My husband took up riding this year, and with this new passion, he received several nice books about horses for Christmas. There’s one I especially like, filled with interesting factoids. One section is all about maturity. When a horse is five years old, its physical maturity could be compared to a 23-year-old human. Its mental maturity is equivalent to a 25-year-old human. Let that sink in a minute. Physically 23 and mentally 25. Mental maturity beyond its physical years. When I was 23, I had the mental maturity of a 15-year-old. Truly. I wrote poetry while I ate peanut butter from the jar. And I walked around all winter with a nail in my boot, wondering why my foot hurt.
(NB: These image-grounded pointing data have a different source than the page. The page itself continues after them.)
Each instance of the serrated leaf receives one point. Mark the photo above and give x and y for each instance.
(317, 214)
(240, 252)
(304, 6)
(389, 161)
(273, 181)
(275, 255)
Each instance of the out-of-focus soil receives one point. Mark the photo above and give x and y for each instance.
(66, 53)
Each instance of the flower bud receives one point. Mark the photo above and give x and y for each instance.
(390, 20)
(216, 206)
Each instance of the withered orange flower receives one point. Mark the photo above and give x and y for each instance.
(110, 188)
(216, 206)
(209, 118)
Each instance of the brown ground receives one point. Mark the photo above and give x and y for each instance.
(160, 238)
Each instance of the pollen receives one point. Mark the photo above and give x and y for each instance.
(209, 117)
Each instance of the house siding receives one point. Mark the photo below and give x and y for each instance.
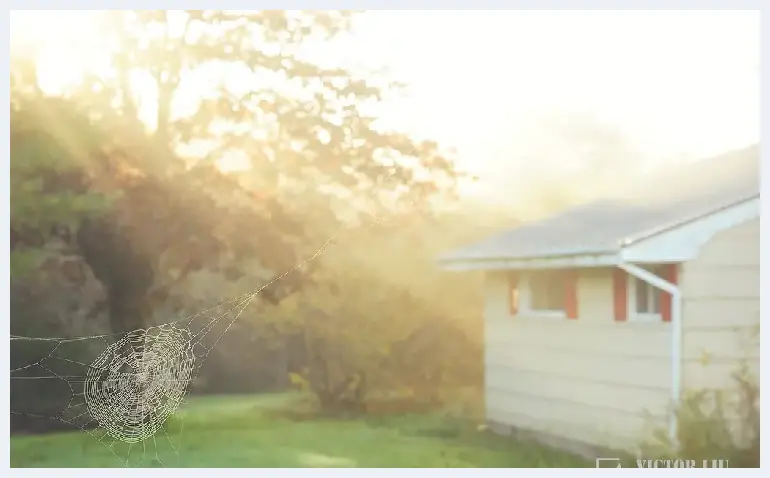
(721, 309)
(591, 380)
(607, 383)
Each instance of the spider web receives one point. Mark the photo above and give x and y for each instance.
(125, 389)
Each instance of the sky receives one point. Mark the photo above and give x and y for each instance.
(673, 83)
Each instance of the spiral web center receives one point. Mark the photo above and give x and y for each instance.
(139, 381)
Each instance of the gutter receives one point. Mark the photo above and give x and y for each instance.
(676, 339)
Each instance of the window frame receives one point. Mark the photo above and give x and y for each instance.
(631, 295)
(526, 296)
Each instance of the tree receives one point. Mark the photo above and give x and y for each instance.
(297, 122)
(380, 323)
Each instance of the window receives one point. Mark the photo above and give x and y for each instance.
(547, 291)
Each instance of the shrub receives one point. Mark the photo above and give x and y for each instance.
(716, 424)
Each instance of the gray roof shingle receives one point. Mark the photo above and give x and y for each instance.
(660, 201)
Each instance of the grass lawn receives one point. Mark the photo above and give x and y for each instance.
(246, 432)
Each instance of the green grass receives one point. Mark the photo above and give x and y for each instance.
(246, 432)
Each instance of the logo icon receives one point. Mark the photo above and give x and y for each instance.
(608, 463)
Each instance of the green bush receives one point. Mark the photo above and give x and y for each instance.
(715, 426)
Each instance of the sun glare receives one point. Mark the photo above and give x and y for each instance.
(62, 44)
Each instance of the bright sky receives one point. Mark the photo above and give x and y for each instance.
(674, 81)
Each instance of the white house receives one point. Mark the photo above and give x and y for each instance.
(599, 318)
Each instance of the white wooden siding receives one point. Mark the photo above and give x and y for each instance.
(606, 383)
(592, 380)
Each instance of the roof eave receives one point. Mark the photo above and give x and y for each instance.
(593, 259)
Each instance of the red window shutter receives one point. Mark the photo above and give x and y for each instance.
(669, 274)
(620, 294)
(513, 293)
(570, 302)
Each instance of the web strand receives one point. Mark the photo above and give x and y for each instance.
(142, 377)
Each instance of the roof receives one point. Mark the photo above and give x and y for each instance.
(660, 202)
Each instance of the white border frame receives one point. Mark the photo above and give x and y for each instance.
(428, 4)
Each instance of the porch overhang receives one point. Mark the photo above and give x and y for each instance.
(679, 243)
(604, 259)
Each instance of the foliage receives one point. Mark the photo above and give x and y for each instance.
(297, 120)
(718, 424)
(380, 322)
(53, 148)
(710, 427)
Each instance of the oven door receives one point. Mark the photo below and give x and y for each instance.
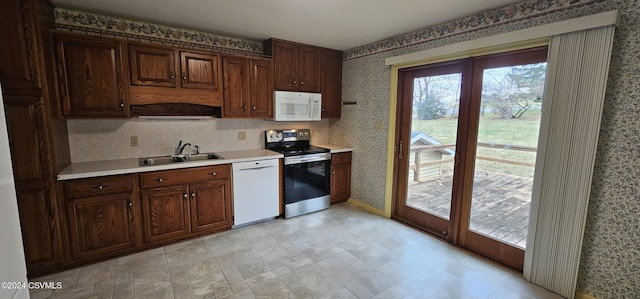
(306, 177)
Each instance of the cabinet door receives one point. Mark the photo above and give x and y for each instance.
(200, 71)
(340, 182)
(308, 69)
(261, 88)
(90, 72)
(18, 64)
(236, 86)
(210, 206)
(101, 225)
(151, 66)
(285, 58)
(165, 213)
(331, 83)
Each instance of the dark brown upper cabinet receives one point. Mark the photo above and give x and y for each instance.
(331, 83)
(248, 87)
(90, 75)
(166, 75)
(19, 40)
(296, 66)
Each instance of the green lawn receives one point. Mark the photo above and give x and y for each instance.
(521, 132)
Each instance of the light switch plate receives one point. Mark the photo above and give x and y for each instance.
(242, 135)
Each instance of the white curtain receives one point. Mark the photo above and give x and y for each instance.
(578, 64)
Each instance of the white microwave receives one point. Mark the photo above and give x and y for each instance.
(297, 106)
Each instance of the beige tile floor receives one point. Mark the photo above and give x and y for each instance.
(343, 252)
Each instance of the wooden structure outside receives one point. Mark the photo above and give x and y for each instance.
(427, 156)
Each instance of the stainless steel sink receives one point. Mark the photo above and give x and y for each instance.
(162, 160)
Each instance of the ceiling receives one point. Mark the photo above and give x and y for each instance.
(337, 24)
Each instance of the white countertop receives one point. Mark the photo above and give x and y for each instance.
(125, 166)
(335, 148)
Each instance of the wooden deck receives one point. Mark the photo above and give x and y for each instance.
(500, 206)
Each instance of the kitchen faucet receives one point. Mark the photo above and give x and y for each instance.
(180, 148)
My 16-year-old cat Stewart jumped three times his height to a counter to retrieve a catnip toy. I had hid it behind the clock radio to protect it from being eaten by the dog. Stewart the Cat did not see me hide it there. But he jumped up there and found it anyway. I cannot find my pen. I used it an hour ago.
And speaking of my dog, every human knows that dogs can hear much better than humans. They can hear frequencies we cannot. And they can hear at a distance that is four times the human capacity. When my dog Theo is out in the yard and it is time to come him, I call him. He doesn’t even lift an ear. So I yell louder. Yeah, that helps. I’m sure he couldn’t hear me the first time.
When I was in college I took a course in Beekeeping. I took a course in pretty much everything – because I liked school very much and didn’t really like the idea of graduating. I may be one of the only persons in the world who has college credits in Beekeeping AND Bookkeeping. I guess I am a Keeper. But back to bees. Did you know that when a scout bee finds a really good source of nectar, she goes back to the hive and does a complicated dance to tell her sisters all about it? A guy named Karl Von Frisch studied honeybees his whole life, and here I am, forty-six years after my Beekeeping course, with his fascinating research permanently etched into my head. (Which may be the only thing I remember from college – but that’s another story.) Anyway, the bee tells her sisters through an elaborate dance exactly where the treasure is, with directions and distance in the swing of her little bee hips. And the bees take ONLY as much fuel as they need to get there. Not in the meandering route that the original bee may have taken to find the food source, but in the EXACT amount to get there in a direct beeline – so to speak. Because they want to be exactly on empty when they reach the nectar – so they can bring home absolutely as much as possible, and are not weighed down by their own leftovers.
We had dinner for six this Easter Sunday. When my sister picked up the bowl of mashed potatoes she said:
“This is really heavy. How many potatoes did you cook?”